Outsmarting Outages: Bloomberg Banks on SRE for Reliability
To boost software and systems reliability, the financial data and media giant is deploying teams of site reliability engineers across its workforce.
Stig Sorensen is a man on a mission. As Bloomberg's executive sponsor of site reliability engineering (SRE), he wants to change the way that the financial and media giant builds its software and systems to keep them reliable, scalable and secure.
It's a complicated task. By necessity, Bloomberg's systems are becoming ever more complex in order to handle its massive data center's needs. Each day, the company processes 100 billion market data messages about a host of complex financial instruments, such as stocks, bonds, commodities and foreign exchanges. And it ingests more than two million news stories from 125,000 curated news sources. By comparison, Twitter handles about 500 million tweets per day, says Sorensen.
As the data deluge grows, it's Sorensen's responsibility to ensure that the complicated software that manages it (as well as its underlying infrastructure) stays reliable while keeping up with demand.
Bloomberg tapped Sorensen to guide the company's SRE push in 2016. Before that, he logged 12 years as an engineer focused on creating reliable applications software.
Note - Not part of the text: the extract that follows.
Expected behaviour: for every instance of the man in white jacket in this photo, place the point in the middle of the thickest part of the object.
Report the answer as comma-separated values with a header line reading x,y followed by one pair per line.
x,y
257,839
His team, the product visibility group, is part of Bloomberg's internal infrastructure team, which provides platforms and services to developers throughout the company.
An SRE should be inherently pessimistic and assume that everything will break all the time. If you come in with that mindset and that's how you try to build systems, then you're doing it the right way.
— Stig Sorensen, Executive Sponsor of Site Reliability Engineering, Bloomberg
Operations as an Engineering Problem
As part of his mission, Sorensen must help Bloomberg's technology teams adopt a SRE approach to software and systems development. That means automating platforms and management systems to ensure reliability.
The problem for Bloomberg is that the company's infrastructure staff has traditionally managed those platforms manually. It's a challenge shared by enterprises with high-octane operations like Google that have adopted SRE.
“Sysadmins historically went machine to machine and configured them by hand," Sorensen recalls. It was a constant effort just to keep the engines running, without any pause in the daily grind to consider how to make the platforms run better.
That approach worked 10 years ago, when Bloomberg operators controlled tens of thousands of physical servers. It even worked when the company added an equal number of virtual servers in the last few years—but no longer.
Today, Bloomberg is replacing virtual servers with containers. While virtual servers are a digital copy of physical servers, mirroring all of their hardware and software, a container is a digital copy of a single application, taking up far fewer resources and supporting functions at a highly granular level. Sorensen expects the company's platforms to add 10 to 100 times as many containers as virtual servers during the coming years.
But during the transition to containers, Bloomberg will use all three kinds of servers in parallel, and tech workers must automate and standardize their management to cope with the demands of all three. The SRE initiative enables this adjustment by encouraging operations staff to step back and treat infrastructure like a long-term engineering problem.
“You now have tools to automate these things in practice. You can scale yourself far better," says Sorensen. “If you have a good script, it won't fail. If you ask a human to do the same thing a thousand times, they will definitely fail."
The SRE approach is team based, with four to five people per team. Roughly 40 SRE teams operate across the company today, providing the cross-platform service used in many Bloomberg applications. Six to nine teams handle the market data pipeline (currently the main focus of Sorensen's group), as well as administrative services, software development, virtual infrastructure creation and management, and enterprise-wide digital search services.
Good Pessimists Are Hard to Find
Spreading SRE culture is an uphill struggle, and it's still a patchy, ad hoc, and ultimately decentralized effort, Sorensen admits.
There exists no official SRE training or certification program, and team members must learn the principles of site reliability engineering on the job. Sorensen says that he hopes to introduce a SRE learning protocol in the future, but he adds that, in practice, a SRE approach is mostly a matter of attitude. “We have basically taken engineers with varied skillsets and backgrounds—application developers, network engineers and hardware engineers—and trained them on the job in the best practices of SRE," he says.
When teams recruit new members, either from within Bloomberg's ranks or externally, Sorensen advises them to look beyond CVs and seek out candidates with an aptitude for problem solving. And while most managers look for positive thinkers, he jokes that he keeps an eye out for just the opposite.
"An SRE should be inherently pessimistic and assume that everythin with break all the time," he says. "If you come in with that mindset and that's hose you try to build systems, then you're doing it the right way."
But finding those creative and strategic pessimists is no easy task today.
“We have 5,500 engineers and we're trying to hire SREs as fast as we can," Sorensen says. Of his 40 SRE teams working throughout the company, roughly 20 are hoping to bring on more engineers as soon as possible.
This growing demand is an early indicator of his mission's success: As SRE-focused automation takes root, Bloomberg's initiative is flowering into a company-wide cultural transformation.